I'm impressed with it but it does mean carry an extra piece of kit and headphones. Music selection is no easier than using Media Player and exporting a playlist. The iPod seems to be everything the phone is without the phone (why do people put their contacts in an iPOd???)

So having said all that you'd assume I'm using my phone instead... but currently I'm not. Even though I hate the iPod headphones I've found that iTunes makes getting Podcasts very easy. I think I may actually use iTunes for that and then just copy them onto my mobile....but time will tell. I'm still playing with the iPod in case I'm missing something but I don't think I am.

p.s. In my car I have a 60Gb Phatbox so perhaps without that it may make more sense....but then I wouldn't want a small 8Gb iPod.


----------



## Guest (Jan 20, 2008)

Dont think the ipod will catch on to be honest.


----------



## Dotti (Mar 9, 2003)

Hev said:


> I can't bear to be parted from my Ipod. We have got the Ipod dock in both cars so I can easily move my '[email protected]' (so _he_ says) choice in music from one car to another. I bought Phope a Bose Soundock for chrimbo and my Ipod fits in perfectly (unfortunately his pod is an older version and does not charge on the Soundock :twisted. I'm not sure how easy (if at all) that other MP3 players can fit onto these kinds of units but I suppose it depends where you want to play your music.
> 
> Hev x


Same here Hev, my hubby bought me the Bose portable docking station with an ipod nano 3. Bestest gadget I've had in a long long time 8)  . Highly recommend the Bose Portable Docking Station also for anybody that has an ipod that will fit it. The sound quality is outstanding and being portable can be taken anywhere in the house


----------



## BreTT (Oct 30, 2002)

barton TT said:


> MarillionMan said:
> 
> 
> > I refused to jump on that ipod bandwagon, and instead got a Creative Zen.
> ...


I bumped into the big man himself twice in the last year.
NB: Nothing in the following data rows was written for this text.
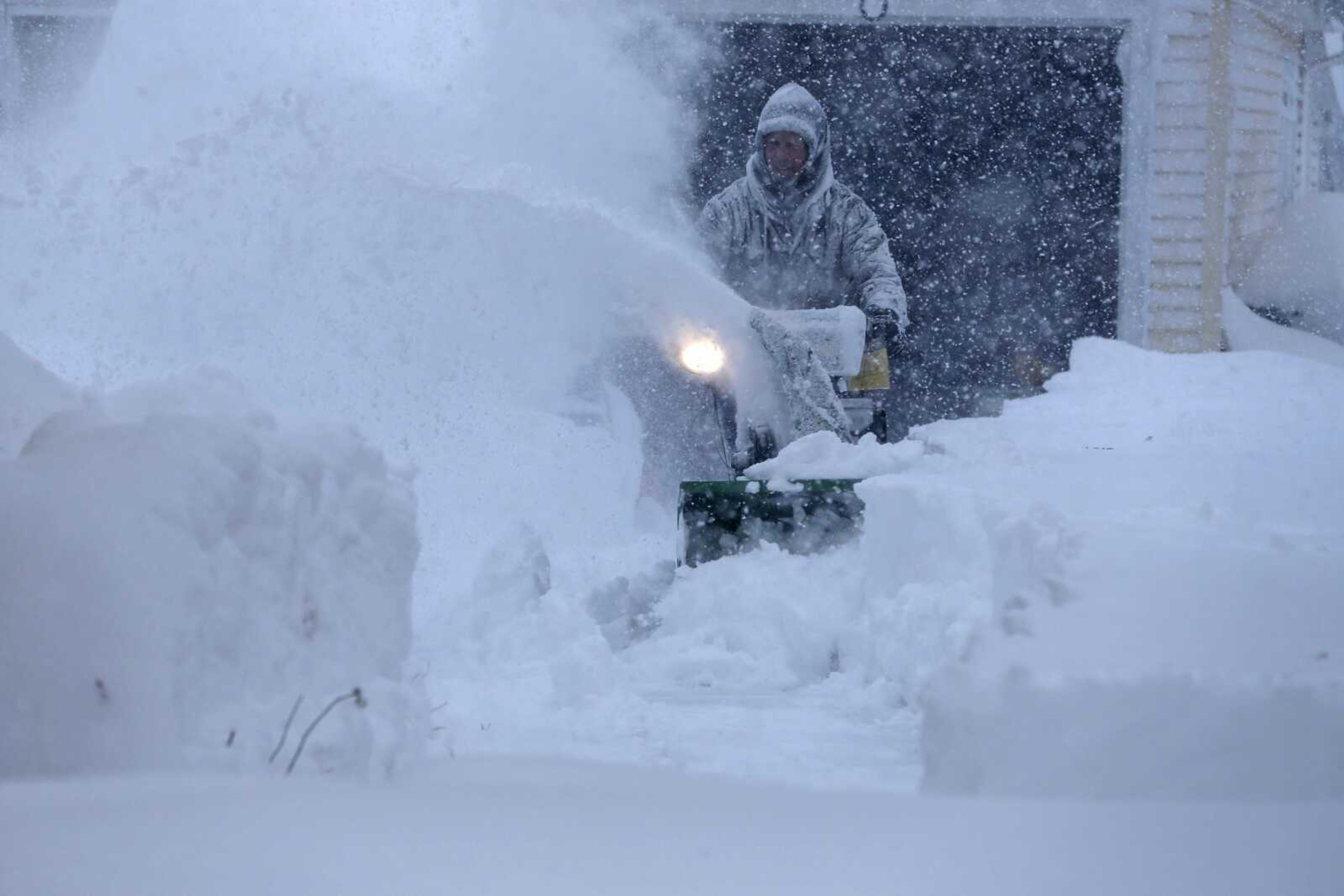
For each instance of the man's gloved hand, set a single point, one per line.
(883, 326)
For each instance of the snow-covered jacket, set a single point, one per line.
(803, 244)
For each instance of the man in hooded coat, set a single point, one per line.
(790, 235)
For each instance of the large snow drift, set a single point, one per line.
(525, 828)
(179, 567)
(1183, 635)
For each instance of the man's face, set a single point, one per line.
(785, 152)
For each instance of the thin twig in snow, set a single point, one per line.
(284, 735)
(357, 695)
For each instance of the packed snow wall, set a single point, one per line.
(179, 567)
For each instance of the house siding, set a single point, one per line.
(1254, 123)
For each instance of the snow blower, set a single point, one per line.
(830, 381)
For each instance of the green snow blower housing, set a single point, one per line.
(722, 518)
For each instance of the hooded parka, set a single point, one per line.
(807, 242)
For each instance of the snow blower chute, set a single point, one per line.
(830, 379)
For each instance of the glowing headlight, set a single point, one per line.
(702, 357)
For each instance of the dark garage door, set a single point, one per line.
(991, 156)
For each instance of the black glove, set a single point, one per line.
(883, 326)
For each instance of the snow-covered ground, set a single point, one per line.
(545, 827)
(1113, 613)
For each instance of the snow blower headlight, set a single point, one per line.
(704, 357)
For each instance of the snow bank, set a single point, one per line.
(1248, 331)
(179, 567)
(1297, 269)
(1190, 644)
(30, 395)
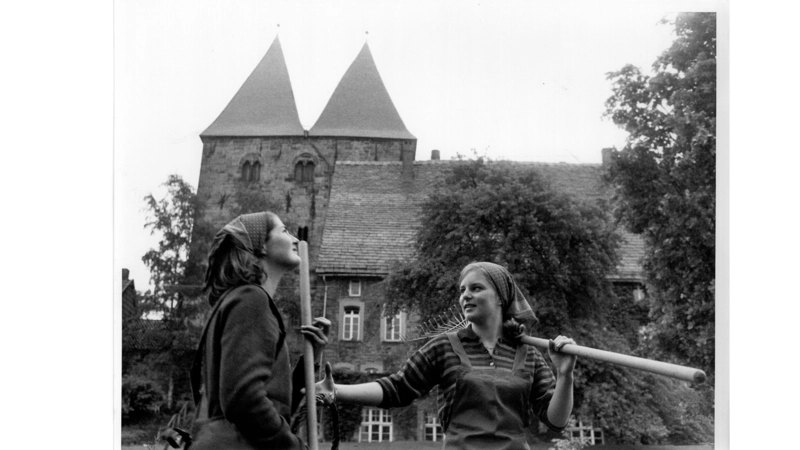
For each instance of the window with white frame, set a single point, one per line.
(351, 324)
(393, 327)
(376, 425)
(433, 429)
(355, 288)
(585, 432)
(372, 367)
(351, 319)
Once in a pub called Tiles in Edinburgh, and yesterday whilst going from Terminal 1 to Terminal 3 at Heathrow.

I'm in San Francisco for the next 36 hours, so will be visiting the Apple shop at some point as one of my customers desperately wants to...should be interesting to see how prices compare!


----------



## Major Problem (Jan 9, 2007)

barton TT said:


> Another fan of the best band in the world.  Marillion.


They've never been quite the same without Fish, and he's never really been the same without them - though Raingods With Zippos is a great album! 

I'm still using a 3 year old Sony as my main player, and I still can't understand why people find the software so difficult to use. Sonicstage worked easily for me from Day 1, and though I have access to iPods and iTunes I'm not convinced that the Apple system is any easier to understand and use. My Sony still has better sound quality than the latest generation iPods. The great advantage that the iPod has is, of course, the fact that it's become the new Walkman and ALL manufacturers of aftermarket gear have chosen to model their equipment on the iPod interface.

If I was starting from scratch I'd pick the iPod Classic 80Gb, as the storage/cost formula works best for this model. The Ipod Touch looks great, but sound quality is worse and providing 16Gb of space for Â£260 is just miserly. Whatever system you buy, record everything in as high a bitrate as you can (eg Apple Lossless), and budget for a decent pair of headphones (eg Sennheiser) as all manufacturers provide terrible freebies with their players.


----------



## clived (May 6, 2002)

TT2BMW said:


> Yes.
> 
> You can load any MP3 on to it. Whether downloaded from i-tunes or 'another source'! :wink:


Um, surely that's not quite right. If you download a "normal" track from iTunes, it is DRM'd and you can only put it on your iPod or play it from iTunes, or burn it to CD a few times. If you buy a (relatively new offering) iTunes Plus track, there is no DRM, so you can do what you like AND the bit-rate is higher - bonus


----------



## MarillionMan (Jan 18, 2008)

Major Problem said:


> They've never been quite the same without Fish, and he's never really been the same without them - though Raingods With Zippos is a great album!


If you haven't heard 13th Star, the new Fish album, then you're in for a treat.
Try it, I'm sure you'll like it.


----------



## barton TT (Nov 13, 2004)

MarillionMan said:


> Major Problem said:
> 
> 
> > They've never been quite the same without Fish, and he's never really been the same without them - though Raingods With Zippos is a great album!
> ...


No they are even better without fish they are the most underated band going 25 years and still going strong.As MarillionMan says listen to fish last album its pure class as well.


----------



## BreTT (Oct 30, 2002)

Prices only 10% better on iPods so spent my money on kids clothes for my wee boy instead. Muchos cheapos.


----------



## Wallsendmag (Feb 12, 2004)

BreTT said:


> Prices only 10% better on iPods so spent my money on kids clothes for my wee boy instead. Muchos cheapos.


I found that the year before last :?


----------